Ci lasceremo dietro soltanto ossa di pollo?
Un nuovo studio ipotizza che i miliardi di polli che macelliamo ogni anno possano diventare la nostra principale eredità fossile per i geologi del futuro
Un articolo pubblicato questa settimana sulla rivista scientifica Royal Society Open Science ipotizza che il pollo da allevamento possa essere considerato come uno dei principali tratti identificativi dell’attuale era geologica, quella caratterizzata dalle trasformazioni terrestri dovute all’attività umana, e che sempre più scienziati identificano come Antropocene. Lo studio, guidato dalla biologa dell’Università di Leicester Carys E. Bennett, suggerisce che uno dei lasciti più importanti e concreti che trasmetteremo ai geologi del futuro saranno infatti le ossa dei miliardi di polli che macelliamo ogni anno, diversi da tutti i polli che siano mai vissuti sulla terra prima di una sessantina di anni fa.
Negli anni Ottanta la scienza iniziò a teorizzare l’Antropocene come definizione dell’era geologica attuale, cominciata quando le attività dell’uomo hanno iniziato a modificare la geologia e l’ecosistema terrestre, anche oltre il riscaldamento globale. Biologi, chimici e geologi hanno continuato per decenni a interrogarsi sulle caratteristiche distintive di quest’era, la cui definizione è stata presentata all’Unione internazionale di scienze geologiche perché venga formalmente adottata nella scala dei tempi geologici come successiva all’Olocene, che si fa iniziare dopo l’ultima glaciazione oltre 10.000 anni fa.

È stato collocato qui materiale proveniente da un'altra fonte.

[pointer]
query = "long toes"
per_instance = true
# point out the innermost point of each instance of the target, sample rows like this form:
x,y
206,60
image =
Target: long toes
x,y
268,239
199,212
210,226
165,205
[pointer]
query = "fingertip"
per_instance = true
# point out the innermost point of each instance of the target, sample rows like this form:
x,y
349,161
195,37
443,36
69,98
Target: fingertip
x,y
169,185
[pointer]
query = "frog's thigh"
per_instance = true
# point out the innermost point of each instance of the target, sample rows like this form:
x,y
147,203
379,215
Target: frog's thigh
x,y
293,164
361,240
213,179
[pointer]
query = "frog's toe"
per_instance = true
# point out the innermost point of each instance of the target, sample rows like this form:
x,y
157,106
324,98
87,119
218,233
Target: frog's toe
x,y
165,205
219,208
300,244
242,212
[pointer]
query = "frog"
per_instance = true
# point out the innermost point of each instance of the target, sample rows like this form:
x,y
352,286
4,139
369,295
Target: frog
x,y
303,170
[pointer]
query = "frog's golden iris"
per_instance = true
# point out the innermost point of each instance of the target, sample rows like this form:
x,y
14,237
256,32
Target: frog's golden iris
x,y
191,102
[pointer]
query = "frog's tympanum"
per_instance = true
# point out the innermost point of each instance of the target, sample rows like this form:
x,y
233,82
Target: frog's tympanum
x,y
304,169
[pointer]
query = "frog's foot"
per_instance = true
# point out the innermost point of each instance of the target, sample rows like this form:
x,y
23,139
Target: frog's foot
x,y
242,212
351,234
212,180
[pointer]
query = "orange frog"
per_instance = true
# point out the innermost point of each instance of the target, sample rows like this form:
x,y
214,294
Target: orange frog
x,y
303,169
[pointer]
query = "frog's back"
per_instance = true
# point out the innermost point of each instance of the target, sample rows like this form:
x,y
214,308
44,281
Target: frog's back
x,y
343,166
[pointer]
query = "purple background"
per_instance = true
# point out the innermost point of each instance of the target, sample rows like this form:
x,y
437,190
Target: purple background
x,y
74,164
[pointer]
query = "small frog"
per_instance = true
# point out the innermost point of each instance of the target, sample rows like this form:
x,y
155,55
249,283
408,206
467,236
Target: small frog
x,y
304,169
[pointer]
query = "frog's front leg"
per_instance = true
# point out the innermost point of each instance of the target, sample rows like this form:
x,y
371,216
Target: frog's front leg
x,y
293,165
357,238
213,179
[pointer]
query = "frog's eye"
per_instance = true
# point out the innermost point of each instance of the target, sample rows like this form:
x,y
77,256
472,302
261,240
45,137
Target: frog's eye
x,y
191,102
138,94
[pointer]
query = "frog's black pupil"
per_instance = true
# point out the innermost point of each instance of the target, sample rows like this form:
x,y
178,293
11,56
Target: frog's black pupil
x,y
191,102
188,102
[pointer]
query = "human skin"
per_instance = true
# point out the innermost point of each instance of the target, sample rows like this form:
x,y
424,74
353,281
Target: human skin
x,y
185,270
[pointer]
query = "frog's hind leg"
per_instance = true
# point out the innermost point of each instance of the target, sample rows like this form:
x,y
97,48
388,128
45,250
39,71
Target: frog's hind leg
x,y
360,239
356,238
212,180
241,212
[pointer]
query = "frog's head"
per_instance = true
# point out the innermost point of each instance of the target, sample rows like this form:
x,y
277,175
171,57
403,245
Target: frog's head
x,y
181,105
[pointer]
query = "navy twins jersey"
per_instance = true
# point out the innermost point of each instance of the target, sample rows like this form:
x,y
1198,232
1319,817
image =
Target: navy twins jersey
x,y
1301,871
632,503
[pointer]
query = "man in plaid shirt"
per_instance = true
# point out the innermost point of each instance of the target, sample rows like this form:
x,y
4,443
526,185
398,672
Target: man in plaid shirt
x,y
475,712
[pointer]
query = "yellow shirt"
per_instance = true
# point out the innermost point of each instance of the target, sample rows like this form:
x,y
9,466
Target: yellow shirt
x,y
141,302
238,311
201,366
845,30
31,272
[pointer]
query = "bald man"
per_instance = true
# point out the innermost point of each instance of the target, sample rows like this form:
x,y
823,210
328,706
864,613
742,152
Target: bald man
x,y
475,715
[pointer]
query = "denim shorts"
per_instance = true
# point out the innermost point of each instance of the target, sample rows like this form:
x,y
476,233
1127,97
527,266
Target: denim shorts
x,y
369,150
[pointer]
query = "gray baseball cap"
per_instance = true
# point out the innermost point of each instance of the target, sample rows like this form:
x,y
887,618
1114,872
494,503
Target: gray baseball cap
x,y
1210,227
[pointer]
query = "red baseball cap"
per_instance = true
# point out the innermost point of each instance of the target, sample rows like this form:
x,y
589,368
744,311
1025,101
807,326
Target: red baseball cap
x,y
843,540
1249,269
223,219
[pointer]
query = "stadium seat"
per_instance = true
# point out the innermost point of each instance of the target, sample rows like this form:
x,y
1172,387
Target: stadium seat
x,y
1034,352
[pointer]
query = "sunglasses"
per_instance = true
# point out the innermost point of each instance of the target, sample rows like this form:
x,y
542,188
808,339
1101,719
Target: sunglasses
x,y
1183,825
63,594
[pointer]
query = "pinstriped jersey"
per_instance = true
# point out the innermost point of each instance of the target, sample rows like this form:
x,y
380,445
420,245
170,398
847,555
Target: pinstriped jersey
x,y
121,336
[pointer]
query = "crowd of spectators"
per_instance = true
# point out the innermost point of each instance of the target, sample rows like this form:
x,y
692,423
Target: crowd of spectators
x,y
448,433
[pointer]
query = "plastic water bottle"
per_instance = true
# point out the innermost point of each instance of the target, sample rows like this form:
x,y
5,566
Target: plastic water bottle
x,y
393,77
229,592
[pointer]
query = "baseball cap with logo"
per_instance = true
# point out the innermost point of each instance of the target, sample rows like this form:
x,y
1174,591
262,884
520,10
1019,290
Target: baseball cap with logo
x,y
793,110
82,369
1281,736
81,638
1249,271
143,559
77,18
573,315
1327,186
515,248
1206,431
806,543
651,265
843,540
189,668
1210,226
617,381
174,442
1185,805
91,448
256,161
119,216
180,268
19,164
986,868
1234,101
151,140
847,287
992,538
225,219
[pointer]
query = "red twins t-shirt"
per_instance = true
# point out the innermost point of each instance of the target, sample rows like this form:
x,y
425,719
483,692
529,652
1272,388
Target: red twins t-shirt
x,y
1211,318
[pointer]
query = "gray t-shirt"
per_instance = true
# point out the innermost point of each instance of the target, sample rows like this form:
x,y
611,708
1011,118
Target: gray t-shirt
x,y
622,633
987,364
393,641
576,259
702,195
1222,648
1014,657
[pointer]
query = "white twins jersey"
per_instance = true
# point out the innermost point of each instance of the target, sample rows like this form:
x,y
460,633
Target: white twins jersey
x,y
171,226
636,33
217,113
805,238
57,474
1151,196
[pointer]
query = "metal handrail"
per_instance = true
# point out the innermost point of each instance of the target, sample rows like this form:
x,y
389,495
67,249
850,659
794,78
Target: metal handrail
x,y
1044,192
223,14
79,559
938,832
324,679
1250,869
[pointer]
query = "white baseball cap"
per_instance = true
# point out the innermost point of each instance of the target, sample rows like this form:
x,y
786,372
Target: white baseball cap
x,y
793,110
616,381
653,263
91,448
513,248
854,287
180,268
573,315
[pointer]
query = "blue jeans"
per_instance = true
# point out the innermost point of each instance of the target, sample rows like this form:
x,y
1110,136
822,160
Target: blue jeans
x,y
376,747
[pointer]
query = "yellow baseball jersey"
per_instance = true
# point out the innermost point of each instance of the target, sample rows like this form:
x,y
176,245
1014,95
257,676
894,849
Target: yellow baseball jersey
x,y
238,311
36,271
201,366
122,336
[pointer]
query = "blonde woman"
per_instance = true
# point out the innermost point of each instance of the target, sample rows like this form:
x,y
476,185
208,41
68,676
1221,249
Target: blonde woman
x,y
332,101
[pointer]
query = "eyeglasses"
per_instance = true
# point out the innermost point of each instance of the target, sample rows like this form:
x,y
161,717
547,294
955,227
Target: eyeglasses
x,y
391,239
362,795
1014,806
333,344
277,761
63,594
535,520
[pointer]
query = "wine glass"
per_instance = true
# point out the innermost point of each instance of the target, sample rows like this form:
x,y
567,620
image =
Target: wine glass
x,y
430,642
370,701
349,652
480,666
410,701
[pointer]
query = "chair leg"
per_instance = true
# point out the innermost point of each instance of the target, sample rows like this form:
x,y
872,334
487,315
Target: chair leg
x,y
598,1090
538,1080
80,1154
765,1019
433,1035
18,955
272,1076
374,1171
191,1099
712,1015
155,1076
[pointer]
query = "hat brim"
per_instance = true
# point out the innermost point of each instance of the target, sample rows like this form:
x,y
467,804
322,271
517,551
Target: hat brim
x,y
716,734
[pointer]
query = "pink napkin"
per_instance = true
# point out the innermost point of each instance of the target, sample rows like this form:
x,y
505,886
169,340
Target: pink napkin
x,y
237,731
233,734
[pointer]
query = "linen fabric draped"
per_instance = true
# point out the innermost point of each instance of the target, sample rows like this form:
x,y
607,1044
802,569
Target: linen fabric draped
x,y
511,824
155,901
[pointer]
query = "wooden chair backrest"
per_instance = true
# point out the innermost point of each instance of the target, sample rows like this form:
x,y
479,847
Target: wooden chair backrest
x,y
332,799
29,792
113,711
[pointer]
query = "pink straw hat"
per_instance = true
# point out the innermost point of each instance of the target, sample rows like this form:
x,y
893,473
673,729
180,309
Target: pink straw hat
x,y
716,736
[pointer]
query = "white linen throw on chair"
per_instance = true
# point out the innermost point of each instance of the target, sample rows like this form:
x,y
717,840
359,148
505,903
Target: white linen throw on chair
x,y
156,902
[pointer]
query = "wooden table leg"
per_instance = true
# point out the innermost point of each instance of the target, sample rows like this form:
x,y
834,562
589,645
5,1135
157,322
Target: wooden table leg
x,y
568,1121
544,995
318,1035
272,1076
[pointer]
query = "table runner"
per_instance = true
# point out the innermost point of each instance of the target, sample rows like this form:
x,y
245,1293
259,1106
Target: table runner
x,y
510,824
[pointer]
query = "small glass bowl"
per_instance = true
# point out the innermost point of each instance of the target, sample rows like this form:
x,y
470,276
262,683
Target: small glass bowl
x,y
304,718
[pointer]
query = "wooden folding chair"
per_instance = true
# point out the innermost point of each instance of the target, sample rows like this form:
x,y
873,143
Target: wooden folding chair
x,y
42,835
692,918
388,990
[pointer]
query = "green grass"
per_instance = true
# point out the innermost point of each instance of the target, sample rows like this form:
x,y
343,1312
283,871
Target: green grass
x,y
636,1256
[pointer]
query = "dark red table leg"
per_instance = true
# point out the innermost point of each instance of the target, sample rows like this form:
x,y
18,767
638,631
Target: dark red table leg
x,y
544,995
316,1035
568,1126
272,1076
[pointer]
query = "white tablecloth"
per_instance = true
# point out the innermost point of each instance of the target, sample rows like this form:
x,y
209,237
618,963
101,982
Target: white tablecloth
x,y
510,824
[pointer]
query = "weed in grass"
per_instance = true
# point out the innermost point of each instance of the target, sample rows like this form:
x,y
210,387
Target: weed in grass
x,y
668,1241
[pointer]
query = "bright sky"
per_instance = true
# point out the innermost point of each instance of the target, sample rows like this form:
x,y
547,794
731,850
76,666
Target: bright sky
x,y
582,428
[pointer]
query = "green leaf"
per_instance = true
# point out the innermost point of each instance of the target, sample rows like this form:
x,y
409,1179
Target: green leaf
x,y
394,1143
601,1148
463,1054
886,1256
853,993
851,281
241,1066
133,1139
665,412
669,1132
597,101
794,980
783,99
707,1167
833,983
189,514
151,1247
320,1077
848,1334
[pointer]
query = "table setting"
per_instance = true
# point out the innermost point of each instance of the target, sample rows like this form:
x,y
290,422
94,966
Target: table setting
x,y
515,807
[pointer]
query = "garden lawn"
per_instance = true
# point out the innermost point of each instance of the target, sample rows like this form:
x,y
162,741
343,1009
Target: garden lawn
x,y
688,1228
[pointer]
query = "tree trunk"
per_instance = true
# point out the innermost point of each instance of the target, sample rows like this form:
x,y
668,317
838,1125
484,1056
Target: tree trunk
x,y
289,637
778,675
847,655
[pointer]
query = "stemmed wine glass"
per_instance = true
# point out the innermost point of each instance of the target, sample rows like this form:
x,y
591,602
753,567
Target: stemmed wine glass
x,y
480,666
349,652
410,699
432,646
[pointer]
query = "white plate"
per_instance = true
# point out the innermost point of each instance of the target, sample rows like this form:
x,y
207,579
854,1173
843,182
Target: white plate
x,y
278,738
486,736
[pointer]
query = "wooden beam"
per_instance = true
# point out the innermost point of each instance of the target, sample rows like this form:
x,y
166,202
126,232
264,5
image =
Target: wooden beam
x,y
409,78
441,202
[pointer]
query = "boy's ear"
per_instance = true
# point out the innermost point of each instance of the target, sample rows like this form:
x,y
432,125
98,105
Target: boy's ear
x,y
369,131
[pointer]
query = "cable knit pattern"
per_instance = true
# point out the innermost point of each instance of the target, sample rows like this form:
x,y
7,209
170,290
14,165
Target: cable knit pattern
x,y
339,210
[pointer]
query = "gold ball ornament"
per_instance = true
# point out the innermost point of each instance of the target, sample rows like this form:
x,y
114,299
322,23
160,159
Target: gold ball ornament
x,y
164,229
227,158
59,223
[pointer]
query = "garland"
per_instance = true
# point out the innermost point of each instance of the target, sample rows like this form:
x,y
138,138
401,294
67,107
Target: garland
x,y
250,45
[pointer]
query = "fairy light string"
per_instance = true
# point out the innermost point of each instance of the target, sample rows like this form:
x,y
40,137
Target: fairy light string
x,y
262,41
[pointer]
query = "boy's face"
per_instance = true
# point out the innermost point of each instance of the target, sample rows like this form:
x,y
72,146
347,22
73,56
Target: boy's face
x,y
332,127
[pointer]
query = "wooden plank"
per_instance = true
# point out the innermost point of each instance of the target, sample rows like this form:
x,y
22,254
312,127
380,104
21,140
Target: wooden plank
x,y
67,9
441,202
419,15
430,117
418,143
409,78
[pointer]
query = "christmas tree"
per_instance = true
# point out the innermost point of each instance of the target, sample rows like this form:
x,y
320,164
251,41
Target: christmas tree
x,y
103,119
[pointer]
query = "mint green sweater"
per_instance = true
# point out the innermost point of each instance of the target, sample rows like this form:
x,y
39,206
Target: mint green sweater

Ma sugli elementi concreti che distinguano l’Antropocene dall’Olocene gli scienziati discutono ancora. La chiave perché sia riconosciuta una transizione simile, infatti, è individuare delle prove concrete che possano testimoniare questo passaggio ai geologi del futuro: secondo Bennett e i suoi colleghi, dovremmo concentrarci sul pollo da allevamento. In ogni momento, sulla Terra ci sono circa 23 miliardi di polli, dieci volte più di qualsiasi altro uccello, e con una massa complessiva superiore a quella di qualsiasi altro uccello sul pianeta. Ogni anno ne vengono macellati circa 60 miliardi.
Ancora più che la loro quantità, è la loro qualità a renderli potenzialmente un segno inconfondibile della nostra era geologica, secondo Bennett. Se l’uomo alleva i polli da circa 8.000 anni, quando dal sud est asiatico si diffusero in tutto il mondo, negli ultimi sessant’anni sono diventati un’altra cosa. Fino all’inizio del Novecento i polli erano allevati soprattutto per le uova, ed erano macellati soltanto in occasioni speciali. Le cose cambiarono a partire dagli anni Venti, quando si iniziarono ad allevare al coperto per tutto l’anno. Ma la vera rivoluzione avvenne con la crescita tecnologica del secondo dopoguerra, che introdusse nuovi ed efficienti metodi per incubare artificialmente le uova, per aumentare le possibilità di sopravvivenza dei polli con farmaci e antibiotici, e per allevarli e macellarli in enormi quantità in spazi coperti limitati. Secondo una stima sul consumo di pollo in Regno Unito, nel 1950 ne vennero mangiati un milione: nel 1965, 150 milioni.
Si stima che i polli da allevamento attuali abbiano una massa cinque volte superiore a quella dei loro antenati, nonostante siano tenuti in vita dalle cinque alle nove settimane prima di essere macellati. L’aspettativa di vita di un pollo va dai cinque ai dodici anni, a seconda delle razza. Ma i metodi di allevamento, indirizzati a garantirne una crescita rapida, ne hanno modificato l’aspetto genetico: i polli da allevamento oggi mangiano insaziabilmente, e seguono una dieta – basata sui cereali e non su semi e sugli insetti – che ne ha alterato la composizione chimica delle ossa.
Vien da sé che una produzione così sostenuta si lasci dietro enormi quantità di scarti, dalle piume alle interiora agli escrementi. E comprese le ossa di pollo, che per rimanere in eredità ai geologi che studieranno la Terra tra qualche secolo dovrebbero fossilizzarsi. Più che alla fossilizzazione, però, le ossa di pollo vanno incontro – una volta finite nelle discariche – a un processo di mummificazione, cioè a una rapida perdita dei liquidi che le preserva in un modo simile, tipico delle inumazioni in mancanza di ossigeno.
Secondo Bennett, le ossa di pollo mummificate sopravvivrebbero quanto prodotti umani come plastiche e lattine. E gli scienziati del futuro, studiando queste ossa, le riconoscerebbero come molto diverse da quelle dei polli allevati prima del secondo dopoguerra, per le mutazioni genetiche avvenute nel frattempo.